The Rise of GraphQL Databases - Here Comes the NoSQL Movement 2.0

The rise of the Web forced the engineering innovations that led to the NoSQL movement. With more interlinked, graph-like data and GraphQL, we now increasingly see the API layer in many applications getting ripped out. This is leading to a new trend: the rise of GraphQL databases to support new Web apps - completely redefining the architecture of a modern web application and how we develop them.

Mike Laoukides said the NoSQL movement freed developers to think of their data requirements and choose a database to match. The same is becoming true of new GraphQL databases. Developers can now choose a database tailored to this new era of data requirements, one that goes beyond the bounds of traditional database approaches and technologies.

A few products have entered the space with tech that allows developers to view their relational databases like GraphQL databases. Similarly, Mongo and other NoSQL databases like AWS’ Dynamo now come with cloud offerings of GraphQL support on top of their document databases.

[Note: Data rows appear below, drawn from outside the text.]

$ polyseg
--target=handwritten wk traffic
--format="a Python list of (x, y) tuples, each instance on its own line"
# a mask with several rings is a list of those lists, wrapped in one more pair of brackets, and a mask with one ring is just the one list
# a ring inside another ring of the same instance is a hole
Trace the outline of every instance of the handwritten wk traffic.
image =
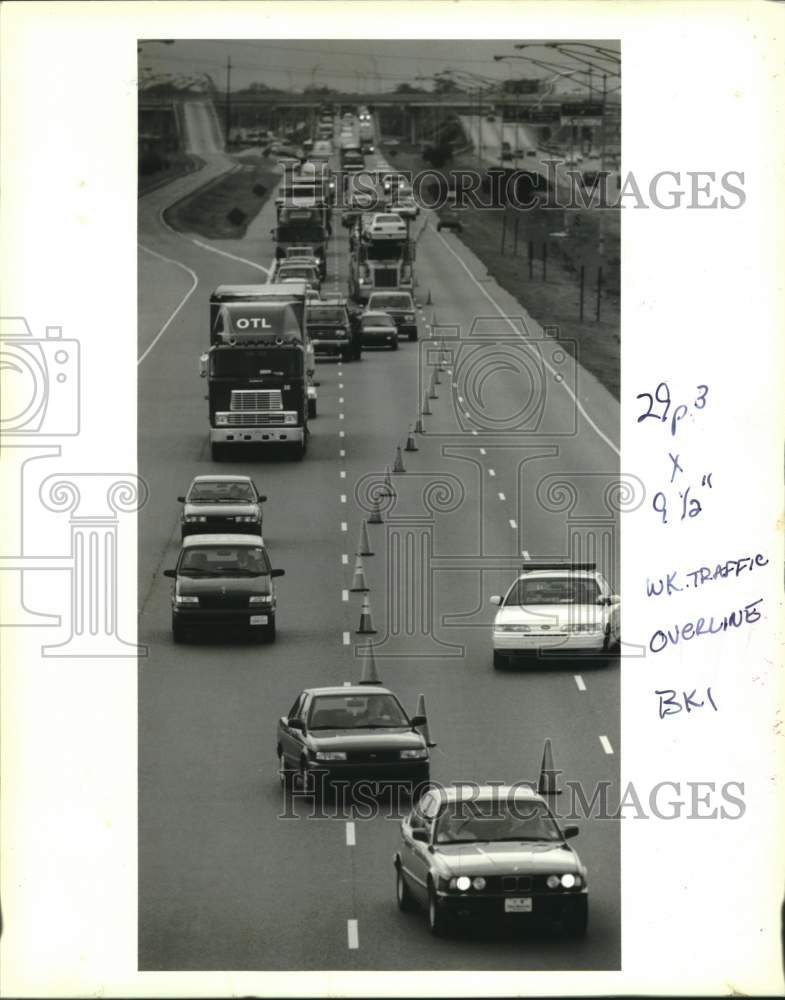
[[(674, 400), (667, 382), (660, 382), (653, 393), (642, 392), (636, 396), (644, 408), (637, 423), (651, 427), (663, 436), (664, 483), (655, 490), (650, 501), (650, 512), (659, 530), (669, 531), (674, 524), (699, 521), (711, 503), (711, 493), (721, 487), (721, 480), (714, 471), (702, 467), (699, 460), (683, 454), (679, 446), (682, 421), (705, 419), (711, 410), (711, 393), (708, 385), (696, 385), (689, 398)], [(654, 423), (651, 423), (651, 422)], [(646, 579), (646, 597), (667, 601), (669, 597), (687, 590), (713, 592), (722, 581), (736, 580), (755, 574), (768, 565), (768, 558), (760, 552), (739, 555), (710, 566), (688, 565), (669, 570), (664, 577)], [(746, 604), (732, 606), (726, 603), (721, 612), (696, 616), (681, 624), (669, 624), (656, 629), (648, 642), (651, 653), (661, 653), (694, 639), (752, 626), (761, 620), (763, 598)], [(659, 699), (659, 718), (685, 713), (689, 715), (701, 708), (718, 711), (718, 702), (711, 687), (702, 690), (677, 691), (672, 688), (656, 690)]]

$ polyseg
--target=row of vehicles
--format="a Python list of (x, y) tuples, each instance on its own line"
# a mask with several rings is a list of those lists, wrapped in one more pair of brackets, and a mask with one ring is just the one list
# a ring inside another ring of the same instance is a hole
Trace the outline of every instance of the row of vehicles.
[[(360, 126), (370, 122), (362, 110)], [(332, 116), (326, 118), (317, 125), (313, 151), (334, 136)], [(360, 360), (363, 347), (395, 350), (400, 338), (418, 337), (410, 218), (392, 206), (355, 213), (350, 297), (322, 297), (330, 177), (329, 164), (286, 176), (276, 205), (271, 280), (219, 286), (211, 296), (201, 374), (216, 460), (226, 447), (244, 443), (289, 446), (301, 457), (316, 416), (316, 356)], [(403, 185), (385, 183), (382, 195), (405, 204)], [(275, 580), (284, 571), (274, 567), (264, 541), (267, 497), (249, 476), (206, 474), (178, 501), (181, 548), (165, 571), (173, 581), (174, 641), (218, 628), (273, 640)], [(618, 598), (593, 565), (525, 564), (507, 593), (492, 601), (499, 605), (493, 629), (499, 668), (534, 649), (607, 650), (619, 640)], [(532, 627), (532, 616), (542, 618), (542, 627)], [(407, 712), (373, 678), (301, 690), (275, 734), (285, 794), (356, 791), (367, 781), (375, 794), (390, 782), (407, 786), (411, 808), (392, 859), (395, 894), (401, 911), (425, 911), (433, 934), (480, 919), (544, 923), (582, 935), (587, 872), (569, 843), (577, 827), (562, 827), (548, 795), (529, 787), (433, 786), (434, 745), (424, 714)]]

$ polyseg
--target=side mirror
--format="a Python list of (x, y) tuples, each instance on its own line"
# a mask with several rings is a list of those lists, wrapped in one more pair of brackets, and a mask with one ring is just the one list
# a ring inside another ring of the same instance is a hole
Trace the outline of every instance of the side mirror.
[(411, 718), (412, 728), (424, 726), (427, 721), (424, 715), (413, 715)]
[(285, 575), (286, 575), (286, 570), (285, 569), (271, 569), (270, 570), (270, 576), (285, 576)]
[(169, 576), (173, 580), (176, 580), (177, 579), (177, 570), (176, 569), (165, 569), (164, 570), (164, 576)]
[(571, 840), (573, 837), (577, 837), (580, 832), (580, 828), (577, 826), (565, 826), (564, 839)]
[(296, 729), (298, 732), (301, 733), (305, 732), (305, 723), (303, 722), (302, 719), (287, 719), (286, 725), (290, 729)]
[(495, 604), (497, 606), (501, 606), (501, 603), (502, 603), (501, 595), (500, 594), (493, 594), (492, 597), (490, 598), (490, 602), (491, 602), (491, 604)]
[(266, 500), (267, 500), (267, 497), (264, 495), (264, 493), (260, 493), (259, 494), (259, 503), (265, 503)]
[(185, 497), (178, 497), (177, 498), (177, 502), (178, 503), (185, 503)]
[(423, 830), (421, 827), (415, 827), (412, 830), (412, 840), (419, 840), (421, 844), (428, 843), (428, 831)]
[(207, 378), (207, 362), (208, 361), (209, 361), (209, 358), (208, 358), (208, 356), (206, 354), (203, 354), (199, 358), (199, 377), (200, 378)]
[(611, 604), (621, 604), (621, 597), (618, 594), (611, 594), (609, 601)]

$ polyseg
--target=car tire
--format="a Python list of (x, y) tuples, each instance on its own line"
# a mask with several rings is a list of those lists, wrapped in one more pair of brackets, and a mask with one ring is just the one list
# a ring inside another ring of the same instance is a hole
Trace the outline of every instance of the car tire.
[(181, 643), (185, 642), (185, 640), (186, 640), (185, 629), (179, 622), (173, 621), (172, 642), (179, 646)]
[(275, 615), (269, 615), (269, 621), (263, 631), (265, 642), (275, 642)]
[(447, 917), (437, 906), (432, 882), (428, 883), (428, 930), (434, 937), (444, 937), (449, 930)]
[(278, 778), (281, 782), (282, 790), (290, 792), (292, 790), (294, 772), (290, 767), (286, 766), (286, 758), (280, 747), (278, 747)]
[(414, 331), (414, 333), (410, 333), (410, 334), (409, 334), (409, 340), (410, 340), (410, 341), (411, 341), (411, 340), (418, 340), (418, 339), (419, 339), (419, 337), (418, 337), (418, 334), (417, 334), (417, 331), (416, 331), (416, 330)]
[(562, 921), (564, 933), (569, 938), (577, 939), (586, 936), (589, 925), (589, 905), (578, 906)]
[(436, 226), (436, 232), (437, 232), (437, 233), (440, 233), (441, 231), (442, 231), (442, 224), (441, 224), (441, 222), (440, 222), (440, 223), (439, 223), (439, 224), (438, 224), (438, 225)]
[(226, 458), (226, 445), (218, 441), (211, 441), (210, 458), (214, 462), (223, 462), (224, 458)]
[(305, 458), (305, 452), (308, 448), (307, 440), (301, 441), (299, 444), (292, 445), (291, 455), (295, 462), (302, 462)]
[(509, 663), (509, 657), (506, 653), (499, 653), (495, 649), (493, 651), (493, 669), (494, 670), (506, 670), (507, 664)]
[(397, 350), (398, 350), (398, 341), (397, 341), (397, 340), (394, 340), (394, 341), (393, 341), (393, 342), (392, 342), (392, 343), (390, 344), (390, 350), (391, 350), (391, 351), (397, 351)]
[(414, 897), (403, 877), (400, 862), (395, 866), (395, 899), (401, 913), (411, 913), (414, 910)]
[(317, 416), (317, 414), (316, 414), (316, 400), (315, 399), (309, 399), (308, 400), (308, 419), (309, 420), (316, 420), (316, 416)]

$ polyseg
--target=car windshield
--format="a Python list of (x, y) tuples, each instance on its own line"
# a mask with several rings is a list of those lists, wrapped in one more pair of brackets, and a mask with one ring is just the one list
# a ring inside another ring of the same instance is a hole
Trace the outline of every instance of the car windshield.
[(315, 272), (312, 267), (294, 266), (294, 267), (282, 267), (278, 271), (278, 280), (284, 281), (287, 278), (294, 278), (295, 280), (300, 278), (304, 281), (310, 281), (315, 277)]
[(596, 604), (599, 598), (596, 580), (549, 576), (516, 580), (504, 604)]
[(379, 223), (383, 223), (384, 225), (388, 225), (390, 223), (392, 223), (393, 225), (398, 225), (400, 221), (401, 217), (399, 215), (377, 215), (376, 218), (373, 220), (373, 224), (375, 226), (378, 225)]
[(308, 715), (309, 729), (390, 729), (408, 725), (406, 713), (391, 694), (318, 695)]
[(363, 316), (362, 324), (363, 330), (375, 330), (379, 327), (392, 327), (395, 325), (389, 317), (379, 315)]
[(264, 576), (270, 572), (261, 546), (204, 545), (186, 549), (180, 560), (183, 576)]
[(310, 306), (308, 309), (309, 323), (346, 323), (346, 313), (338, 306)]
[(254, 500), (250, 483), (194, 483), (188, 493), (188, 503), (243, 503)]
[(414, 309), (408, 295), (372, 295), (371, 302), (374, 309)]
[(478, 841), (561, 841), (559, 828), (542, 802), (505, 799), (449, 802), (436, 820), (437, 844)]

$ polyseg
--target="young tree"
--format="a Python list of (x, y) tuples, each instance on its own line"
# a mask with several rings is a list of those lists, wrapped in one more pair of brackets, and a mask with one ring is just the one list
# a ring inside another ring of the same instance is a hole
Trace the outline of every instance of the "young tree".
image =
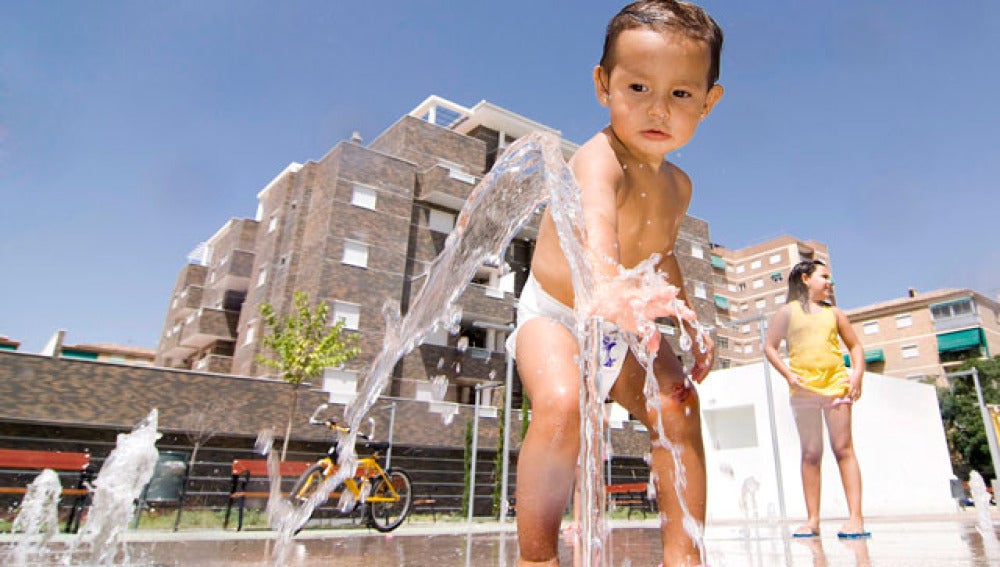
[(175, 532), (181, 525), (181, 514), (184, 513), (184, 496), (187, 494), (191, 473), (194, 472), (195, 464), (198, 462), (198, 451), (219, 432), (232, 429), (246, 405), (246, 400), (228, 398), (215, 398), (200, 403), (192, 402), (190, 411), (180, 418), (180, 427), (188, 442), (191, 443), (192, 449), (191, 456), (188, 458), (187, 474), (184, 475), (184, 485), (181, 486), (177, 515), (174, 517)]
[(292, 436), (299, 386), (319, 376), (324, 368), (340, 366), (361, 352), (357, 346), (358, 336), (344, 332), (343, 320), (328, 327), (329, 311), (330, 306), (324, 301), (311, 308), (309, 296), (301, 291), (295, 292), (291, 313), (278, 314), (269, 303), (260, 306), (264, 324), (271, 330), (263, 338), (263, 343), (275, 356), (258, 355), (257, 361), (276, 369), (282, 380), (292, 385), (285, 442), (281, 448), (282, 461), (288, 453), (288, 441)]

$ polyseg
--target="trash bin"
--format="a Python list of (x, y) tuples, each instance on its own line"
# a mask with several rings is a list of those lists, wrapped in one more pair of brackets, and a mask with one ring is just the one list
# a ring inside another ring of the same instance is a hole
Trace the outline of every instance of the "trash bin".
[(180, 451), (160, 451), (153, 477), (146, 486), (143, 501), (146, 504), (179, 502), (184, 480), (187, 477), (188, 454)]

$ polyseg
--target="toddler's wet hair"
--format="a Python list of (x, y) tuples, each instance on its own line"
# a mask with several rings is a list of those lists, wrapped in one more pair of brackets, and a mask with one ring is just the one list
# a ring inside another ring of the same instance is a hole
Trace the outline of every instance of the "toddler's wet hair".
[(705, 42), (712, 51), (712, 64), (708, 69), (708, 86), (719, 81), (722, 58), (722, 28), (705, 10), (690, 2), (676, 0), (640, 0), (625, 6), (608, 23), (604, 35), (604, 52), (601, 67), (608, 72), (614, 63), (614, 47), (618, 36), (625, 30), (649, 28), (656, 31), (680, 33), (690, 39)]

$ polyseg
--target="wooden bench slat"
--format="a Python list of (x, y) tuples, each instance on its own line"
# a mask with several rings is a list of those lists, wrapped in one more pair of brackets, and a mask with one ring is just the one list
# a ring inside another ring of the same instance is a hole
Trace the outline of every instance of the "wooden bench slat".
[(88, 453), (0, 449), (0, 468), (83, 471), (88, 466), (90, 466)]
[[(314, 464), (316, 464), (315, 461), (281, 461), (278, 463), (278, 471), (281, 476), (299, 476)], [(233, 461), (233, 474), (239, 476), (245, 473), (251, 477), (266, 477), (268, 475), (267, 461), (262, 459), (236, 459)]]

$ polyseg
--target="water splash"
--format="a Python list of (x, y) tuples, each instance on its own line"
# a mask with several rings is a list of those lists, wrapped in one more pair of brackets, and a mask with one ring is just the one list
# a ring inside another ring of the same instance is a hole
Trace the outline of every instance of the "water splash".
[(70, 549), (70, 557), (89, 564), (111, 565), (120, 555), (128, 562), (122, 535), (135, 514), (135, 502), (153, 477), (157, 410), (152, 410), (131, 433), (118, 434), (115, 448), (104, 460), (93, 483), (90, 513)]
[(40, 563), (46, 545), (59, 533), (59, 493), (62, 483), (52, 469), (45, 469), (28, 485), (21, 510), (11, 531), (24, 534), (14, 550), (15, 565)]
[(996, 541), (993, 518), (990, 517), (990, 493), (986, 490), (986, 481), (978, 471), (969, 473), (969, 492), (972, 493), (972, 503), (976, 507), (976, 529), (983, 538)]

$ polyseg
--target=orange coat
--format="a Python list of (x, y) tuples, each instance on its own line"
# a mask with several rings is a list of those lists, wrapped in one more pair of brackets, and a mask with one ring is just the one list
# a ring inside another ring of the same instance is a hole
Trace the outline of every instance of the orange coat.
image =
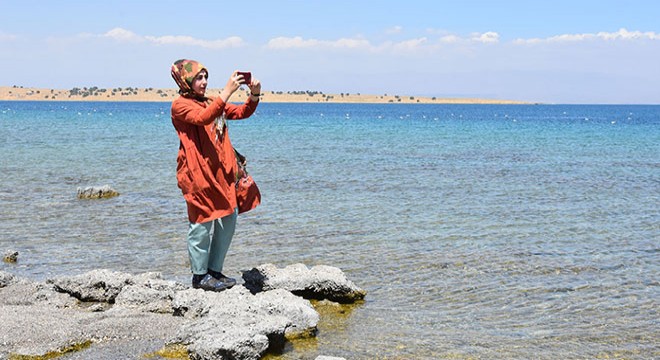
[(220, 98), (201, 102), (183, 96), (172, 102), (172, 124), (181, 141), (176, 178), (191, 223), (219, 219), (236, 209), (236, 154), (226, 127), (216, 135), (215, 119), (223, 112), (227, 119), (245, 119), (257, 104), (249, 99), (234, 105)]

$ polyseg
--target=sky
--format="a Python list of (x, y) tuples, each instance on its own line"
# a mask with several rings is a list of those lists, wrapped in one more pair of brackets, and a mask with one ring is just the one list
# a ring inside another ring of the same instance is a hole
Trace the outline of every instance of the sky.
[(0, 86), (221, 88), (660, 104), (656, 0), (0, 0)]

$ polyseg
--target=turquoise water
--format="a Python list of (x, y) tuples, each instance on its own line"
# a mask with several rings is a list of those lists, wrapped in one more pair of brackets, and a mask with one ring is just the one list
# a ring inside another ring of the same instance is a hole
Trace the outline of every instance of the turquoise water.
[[(227, 272), (328, 264), (368, 291), (284, 358), (660, 357), (660, 106), (264, 103), (229, 126), (263, 204)], [(168, 103), (0, 102), (0, 270), (188, 282), (177, 149)]]

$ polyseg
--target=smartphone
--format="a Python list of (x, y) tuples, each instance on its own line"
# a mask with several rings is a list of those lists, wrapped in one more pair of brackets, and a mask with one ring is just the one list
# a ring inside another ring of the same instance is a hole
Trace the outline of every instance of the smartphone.
[(245, 80), (245, 85), (250, 85), (252, 83), (252, 73), (249, 71), (243, 72), (239, 71), (238, 75), (243, 75), (243, 80)]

GraphQL has even penetrated the headless-CMS world. Most of these products traditionally offered document stores as serverless backends for websites. Now, GraphQL has become the API of choice. Many new and trending startups in the space have positioned themselves as providers of GraphQL CMS databases. Existing players like Contentful and Jahia have also moved to GraphQL.

Other serverless databases describe themselves, and other web-native GraphQL stores, as aiming squarely at the GraphQL database market. The push for GraphQL functionality is definitely in full swing.

Dgraph - The Native-GraphQL Database and Cloud Platform

Dgraph offers a solution that was built specifically as a GraphQL database. This is unlike other GraphQL database offerings that have added GraphQL to existing databases. Dgraph was engineered around the kinds of data and queries that GraphQL apps need. This is the only “truly native” approach to a GraphQL database.

We believe that Dgraph’s edge over competitors is the fact that it was built as a distributed GraphQL database from the ground up. Dgraph backers and customers agree:

“Graph databases that exist today are not truly distributed: they run fine on one node but rely on a variety of architectural hacks to run on multiple nodes, and are thus not scalable,” said Salil Deshpande, managing director at Bain Capital Ventures

“This was a key consideration for us and one of the main reasons we looked at graphs. Writing queries against graphs is far more natural than writing SQL queries. You don’t need to have a deep understanding of data schema or write across hundreds of joins.” - Mark Boxall, Principal Software Engineer at FactSet

Just as the NoSQL movement built up steam through developer adoption and innovation based on the growing needs of the web, GraphQL databases are seeing a similar path. This is tightly linked to the engineering needs of the changing way modern applications work.

Growing web giants and new application requirements fed the technological need that became the NoSQL movement. This fundamentally changed the way developers think about databases. Now, as modern applications move towards interlinked and graph-like data, GraphQL databases are fundamentally changing how developers access data and are poised to become the backbone of the database movement over the next decade. The shift is already well underway.

Conclusion

This new approach to storing data and building APIs is bringing a new wave of development forward. Will it completely obliterate the paradigms of the past? It’s unlikely. But it does give developers a choice, much like SQL vs NoSQL, to build apps the way we want.

There are always many ways to solve a problem but usually only a few that solve it efficiently. For complex problems with data storage, retrieval, and APIs that have struggled with the current technology stacks, GraphQL and graph databases offer an alternative solution with the ideal balance of efficiency and simplicity.